I analyzed further and understood the reason. Apparently in full cache mode the comparison happens inside SSIS engine itself and so it does a case sensitive comparison. In contrast, during partial and no cache modes comparison takes place in T-SQL engine and so it will be case insensitive by default unless you've changed default setting to use a case sensitive collation instead.
So in the above scenario if you still want the comparison to work fine in the above case you need to do a small tweak to unify the casing of values before doing the comparison. This can be done by using a derived column task after the flat file source and using expression to unify the casing of values like UPPER(ColumnName). Then in the query used inside lookup task use UPPER(ColumnName) to make result in upper case. Once you do that comparison will work as intended by ignoring the actual case of the values.
See the below illustration to see it in action
The source file looks like below
And the reference table has the below data
The attempt is to lookup against the table based on the value of ProductName field. Its quite evident from the above that the file has matching values existing in the reference table. Now lets see what happens when we execute package using the full cache option. The package execution looks like below

As you see from the above all rows from source where passed through no match lookup indicating that lookup was a failure.

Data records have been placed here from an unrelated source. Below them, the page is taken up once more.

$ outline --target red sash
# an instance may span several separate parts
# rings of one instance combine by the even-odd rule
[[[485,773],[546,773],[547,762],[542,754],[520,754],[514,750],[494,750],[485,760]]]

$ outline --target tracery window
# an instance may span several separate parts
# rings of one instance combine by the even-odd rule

This is expected behavior as inside the file the values exist in camel casing whereas in table its in upper case. Since we used full cache option the comparison took place in SSIS engine which is why it did a case sensitive search and lookup failed to find the matches.
Change the cache mode to partial or no cache mode and on running the package execution result looks like below

The above screenshot clearly suggests the lookup matched all the incoming data indicating that it did a case insensitive search as the comparison was done in SQL Server.
The workaround to obtain the same functionality using full cache mode is as below

The difference here is the addition of derived column transform before the lookup to convert the input values to upper case to match those present in the reference table. This would cause the lookup to match values even when comparison takes place inside SSIS as the casing is now the same between file and table data.
This is something to take care of while working with the lookup task in SSIS.